The reverse happens too, as the team also experimented with 12 pairs of male twins adding 1,000 calories of food over maintenance level for 100 days, but only 60 percent of these extra calories turned into weight gain. This is because metabolism goes up, but so do, uh, trips to the bathroom.
In regard to the role of exercise, Ravussin sent me a study he co-wrote, published in June in the Journal of Clinical Endocrinology and Metabolism, which showed that even when vigorous exercise was included as part of a massive weight-loss regimen for the severely obese in order to preserve fat-free mass, this "did not prevent dramatic slowing of resting metabolism."

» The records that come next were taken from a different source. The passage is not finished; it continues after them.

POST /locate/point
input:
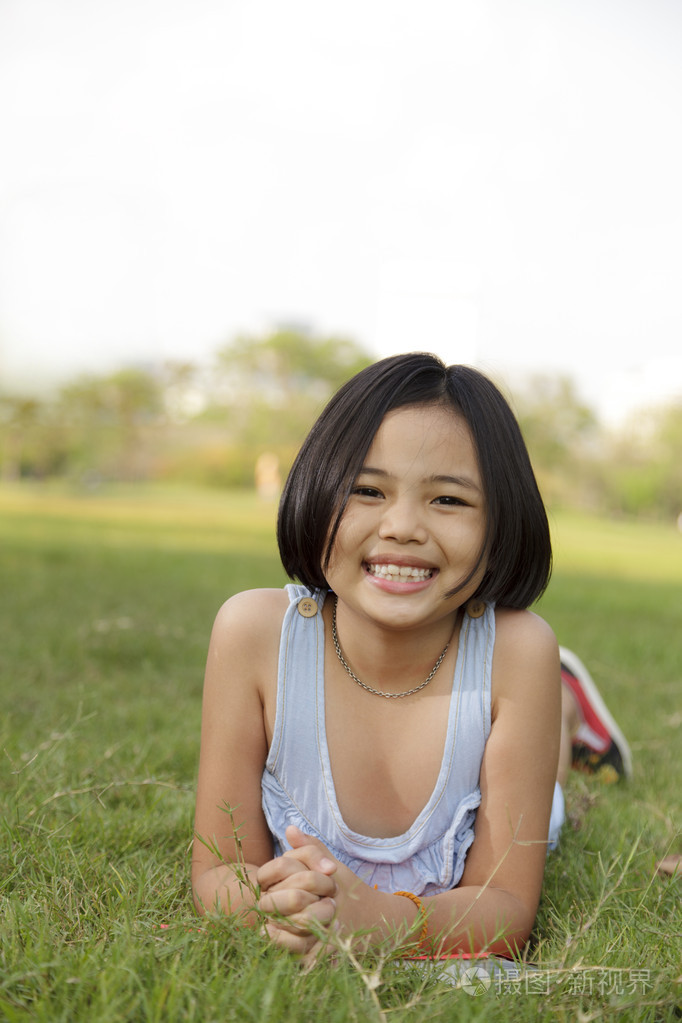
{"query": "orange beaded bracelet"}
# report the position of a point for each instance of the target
(420, 906)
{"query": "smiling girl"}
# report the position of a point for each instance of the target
(390, 734)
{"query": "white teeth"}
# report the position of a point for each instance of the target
(399, 572)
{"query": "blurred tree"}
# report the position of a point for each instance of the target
(105, 417)
(562, 435)
(273, 387)
(19, 421)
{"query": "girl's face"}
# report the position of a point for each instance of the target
(414, 525)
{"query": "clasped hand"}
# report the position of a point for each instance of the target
(298, 893)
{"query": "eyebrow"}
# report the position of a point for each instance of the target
(457, 481)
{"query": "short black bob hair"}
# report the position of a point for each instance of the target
(516, 547)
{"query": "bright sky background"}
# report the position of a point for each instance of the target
(498, 181)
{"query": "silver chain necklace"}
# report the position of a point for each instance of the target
(378, 693)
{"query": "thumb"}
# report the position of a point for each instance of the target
(299, 839)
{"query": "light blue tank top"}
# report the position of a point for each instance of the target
(298, 787)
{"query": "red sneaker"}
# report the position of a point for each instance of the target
(598, 747)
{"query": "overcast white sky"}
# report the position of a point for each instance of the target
(495, 180)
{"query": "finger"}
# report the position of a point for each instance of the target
(314, 919)
(285, 902)
(297, 944)
(310, 850)
(320, 885)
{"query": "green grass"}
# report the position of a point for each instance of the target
(106, 605)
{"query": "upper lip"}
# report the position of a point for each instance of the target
(406, 561)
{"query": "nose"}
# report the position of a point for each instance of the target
(402, 522)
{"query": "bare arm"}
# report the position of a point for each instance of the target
(231, 837)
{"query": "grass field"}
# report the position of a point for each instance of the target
(106, 605)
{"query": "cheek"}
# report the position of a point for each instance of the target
(347, 540)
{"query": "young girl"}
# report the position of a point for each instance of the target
(379, 744)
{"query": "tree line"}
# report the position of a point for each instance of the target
(180, 421)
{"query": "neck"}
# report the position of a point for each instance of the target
(390, 659)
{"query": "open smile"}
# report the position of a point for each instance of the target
(399, 573)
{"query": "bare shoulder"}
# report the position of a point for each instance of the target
(244, 641)
(526, 653)
(251, 616)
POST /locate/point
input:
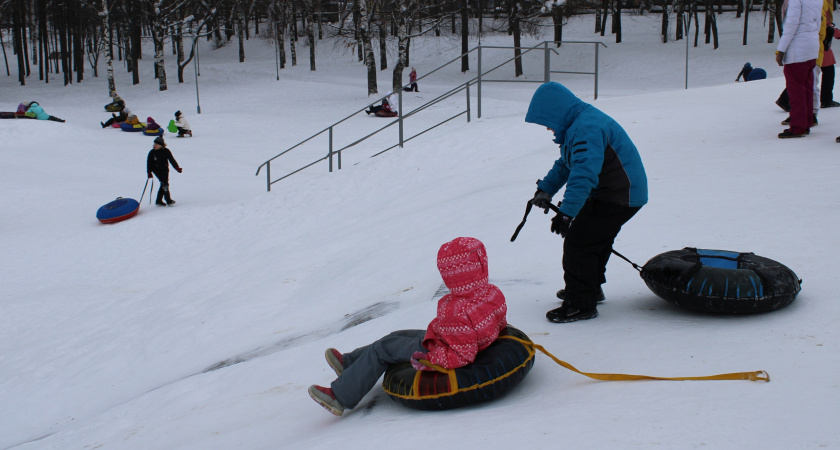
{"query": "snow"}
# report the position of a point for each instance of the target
(200, 326)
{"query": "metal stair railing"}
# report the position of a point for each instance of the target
(478, 80)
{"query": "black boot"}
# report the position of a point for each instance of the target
(561, 294)
(159, 201)
(566, 314)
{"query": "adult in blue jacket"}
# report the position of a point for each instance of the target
(605, 186)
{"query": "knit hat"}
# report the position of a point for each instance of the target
(462, 263)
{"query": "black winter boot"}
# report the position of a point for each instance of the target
(561, 294)
(566, 314)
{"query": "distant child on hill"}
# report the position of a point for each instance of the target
(412, 78)
(384, 106)
(751, 74)
(151, 124)
(158, 163)
(182, 124)
(122, 117)
(37, 112)
(468, 320)
(116, 104)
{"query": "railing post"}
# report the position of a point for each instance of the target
(399, 116)
(597, 47)
(329, 153)
(468, 101)
(478, 89)
(547, 63)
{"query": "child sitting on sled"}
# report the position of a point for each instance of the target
(468, 320)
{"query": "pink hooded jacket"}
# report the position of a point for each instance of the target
(470, 318)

"It's much easier for obese people to cut 500 calories worth of food than burn it off from running," he says. Last December, New York Times Well blog editor Tara Parker-Pope lamented the near impossibility of sustainable weight loss for her and the overweight population in general, reporting that the small percentage of people who are successful require constant vigilance regarding caloric intake and exercise. Canadian obesity expert Dr. Yoni Freedhoff responded to Parker-Pope's post on his own blog stating that a better word than "vigilance" was "thoughtfulness."
Freedhoff has an answer for why figures for sustainable weight loss are so low: We're doing it wrong. Many set outrageous weight-loss goals and choose crash diets and downright "all-or-nothing" suffering to get there. He then referenced a study published last year in Obesity showing that when people actually use their brains and, you know, pay some attention to reasonable and healthy food intake and exercise that 42.2 percent kept off almost 18 percent of their starting weight for the full four years of the study.
Once again, tortoise trumps hare.
Sustainable weight loss isn't about continual pain and deprivation, but changing who you are. You can't sustain something you hate long term. You can't view exercise and healthy eating as simply a means to an end. We're surrounded by 24-hour McDonald's restaurants and never have to walk anywhere, and to live lean in such an environment requires a massive mental shift.
If you hate exercise, it's a multiyear process to become someone who loves it instead. If you love fast food, you need to gradually shift your attitudes (and even your work schedule) toward being someone who loves cooking healthy meals. It's the process that creates the outcome. When you eschew quick fixes and become the process so that regular exercise and healthy eating defines you as a person, then weight eventually comes (and stays) off as a happy byproduct.
Earlier I used the words "war," "assault" and "attack" to describe physiology versus psychology, but to be successful it's essential to view fitness as more of a journey than a battle; one that never ends.
James Fell is a certified strength and conditioning specialist.